Na adolescência de Dami Cruz, a mãe achava que ela deveria prestar vestibular para arquitetura por saber desenhar, enquanto o pai defendia que cursasse direito pela facilidade de falar. As habilidades, porém, tiveram outra vazão, que já vinha em fluxo natural desde a infância, com o encantamento pelos pastoris e a descoberta dos primeiros filmes: foi nas artes - no palco e nos bastidores - que Dami se encontrou, sendo atriz, pioneira do teatro transformista, figurinista, maquiadora, estilista… O caminho tem como marca mais forte, como ela transparece, a naturalidade. Da educação dada pela mãe à montação no início da vida adulta, passando pela relação com a própria identidade de gênero, a artista adjetiva: "tudo muito natural". Em um mês do orgulho marcado por casos graves de violência transfóbica, a figura de Dami, aos 62 anos, se reforça enquanto referência. "Ao invés de aumentar a expectativa de vida - como a das pessoas cis -, a nossa vai diminuir, é isso?", questiona. Em entrevista ao Vida&Arte, Dami divide memórias, pioneirismos, conquistas e desejos.

O POVO - Você entrou no Curso de Artes Dramáticas da UFC no começo da década de 1980. Antes, na infância, havia algum contato com arte?
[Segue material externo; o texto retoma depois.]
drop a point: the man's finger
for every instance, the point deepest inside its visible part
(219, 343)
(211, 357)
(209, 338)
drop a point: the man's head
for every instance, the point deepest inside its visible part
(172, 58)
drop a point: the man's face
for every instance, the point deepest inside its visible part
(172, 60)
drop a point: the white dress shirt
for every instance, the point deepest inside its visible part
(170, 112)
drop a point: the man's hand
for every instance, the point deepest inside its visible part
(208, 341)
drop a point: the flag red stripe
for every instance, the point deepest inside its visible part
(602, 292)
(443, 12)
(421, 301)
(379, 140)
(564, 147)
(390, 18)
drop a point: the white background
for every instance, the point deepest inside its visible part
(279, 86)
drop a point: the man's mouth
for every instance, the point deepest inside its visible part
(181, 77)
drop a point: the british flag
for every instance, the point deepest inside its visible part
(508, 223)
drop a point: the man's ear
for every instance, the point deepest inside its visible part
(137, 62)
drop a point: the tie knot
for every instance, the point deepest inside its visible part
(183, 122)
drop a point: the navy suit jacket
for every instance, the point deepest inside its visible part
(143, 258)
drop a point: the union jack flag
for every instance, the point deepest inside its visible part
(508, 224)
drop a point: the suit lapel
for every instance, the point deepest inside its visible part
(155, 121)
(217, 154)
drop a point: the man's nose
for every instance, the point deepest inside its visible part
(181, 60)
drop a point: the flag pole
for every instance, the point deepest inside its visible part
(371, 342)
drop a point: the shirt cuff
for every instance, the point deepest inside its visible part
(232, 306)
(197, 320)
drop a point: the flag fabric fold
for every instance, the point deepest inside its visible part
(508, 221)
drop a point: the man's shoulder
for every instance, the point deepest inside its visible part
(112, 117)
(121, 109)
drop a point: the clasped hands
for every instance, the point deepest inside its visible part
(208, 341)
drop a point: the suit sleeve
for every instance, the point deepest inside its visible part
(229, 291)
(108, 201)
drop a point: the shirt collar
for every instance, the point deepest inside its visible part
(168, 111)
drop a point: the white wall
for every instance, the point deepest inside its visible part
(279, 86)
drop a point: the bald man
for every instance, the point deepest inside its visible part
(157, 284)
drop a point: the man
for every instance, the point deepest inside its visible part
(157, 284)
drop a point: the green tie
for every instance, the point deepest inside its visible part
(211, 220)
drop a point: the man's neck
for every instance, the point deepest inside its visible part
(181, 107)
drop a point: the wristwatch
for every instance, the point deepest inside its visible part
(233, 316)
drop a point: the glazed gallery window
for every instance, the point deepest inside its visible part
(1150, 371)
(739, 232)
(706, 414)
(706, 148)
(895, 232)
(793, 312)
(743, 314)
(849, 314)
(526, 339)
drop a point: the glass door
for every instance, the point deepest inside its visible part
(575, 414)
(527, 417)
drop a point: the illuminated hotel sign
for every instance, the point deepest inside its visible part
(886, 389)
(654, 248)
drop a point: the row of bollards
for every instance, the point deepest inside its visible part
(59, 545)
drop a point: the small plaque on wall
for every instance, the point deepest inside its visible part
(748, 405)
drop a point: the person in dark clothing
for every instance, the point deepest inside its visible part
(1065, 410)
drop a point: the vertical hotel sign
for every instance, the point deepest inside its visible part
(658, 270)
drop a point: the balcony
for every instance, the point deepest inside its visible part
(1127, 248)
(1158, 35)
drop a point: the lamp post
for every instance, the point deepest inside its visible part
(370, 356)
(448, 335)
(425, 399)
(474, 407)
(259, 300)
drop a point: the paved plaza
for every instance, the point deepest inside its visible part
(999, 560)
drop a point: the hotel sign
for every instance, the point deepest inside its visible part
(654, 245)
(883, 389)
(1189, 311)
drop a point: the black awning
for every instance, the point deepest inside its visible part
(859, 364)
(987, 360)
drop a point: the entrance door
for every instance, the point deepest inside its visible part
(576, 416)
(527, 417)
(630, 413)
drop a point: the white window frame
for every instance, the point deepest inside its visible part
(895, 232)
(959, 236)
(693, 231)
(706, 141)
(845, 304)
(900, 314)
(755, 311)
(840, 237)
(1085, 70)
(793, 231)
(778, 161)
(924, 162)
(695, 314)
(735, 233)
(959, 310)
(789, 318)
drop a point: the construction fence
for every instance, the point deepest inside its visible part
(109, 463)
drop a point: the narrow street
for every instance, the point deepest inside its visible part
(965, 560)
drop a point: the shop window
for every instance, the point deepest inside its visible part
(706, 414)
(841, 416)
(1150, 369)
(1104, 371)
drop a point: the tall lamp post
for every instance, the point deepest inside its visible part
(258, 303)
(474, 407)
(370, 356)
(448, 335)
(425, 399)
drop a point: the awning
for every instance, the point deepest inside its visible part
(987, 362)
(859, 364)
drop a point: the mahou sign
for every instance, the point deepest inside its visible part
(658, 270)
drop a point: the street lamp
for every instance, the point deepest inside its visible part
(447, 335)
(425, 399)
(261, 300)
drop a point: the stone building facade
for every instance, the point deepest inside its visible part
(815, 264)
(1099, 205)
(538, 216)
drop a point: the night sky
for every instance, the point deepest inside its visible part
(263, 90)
Dami Cruz - Desde criança, eu brincava de fazer teatro em casa. Nós tínhamos um quintal grande na Vila Pery, na mesma casa onde estou morando atualmente. Meu pai era do sertão, tinha uma coisa de criar animal, e nesse período lá era como se fosse zona rural. Montava uns palcos, chamava os vizinhos. Já tinha isso com o teatro. Eu era uma pessoa muito desinibida, aquelas crianças que cantava, juntava as irmãs - os irmãos não queriam muito -, os primos e a gente fazia nossas montagens. Ia para os pastoris, achava bonito, aí montava pastoril. Minha mãe tinha estudado em colégio de freira e ela fez muito drama - umas encenações que chamavam de “drama”. Ela sabia músicas, ensinava pra mim e eu passava pras irmãs. Tinha um colégio de freiras no bairro e elas faziam teatro às sextas e sábados. Minha mãe mandava a gente pra assistir. Quando era criança, na Semana Santa, ia ver “O Mártir do Gólgota”. Era como ir à missa, não era exatamente teatro na cabeça das pessoas.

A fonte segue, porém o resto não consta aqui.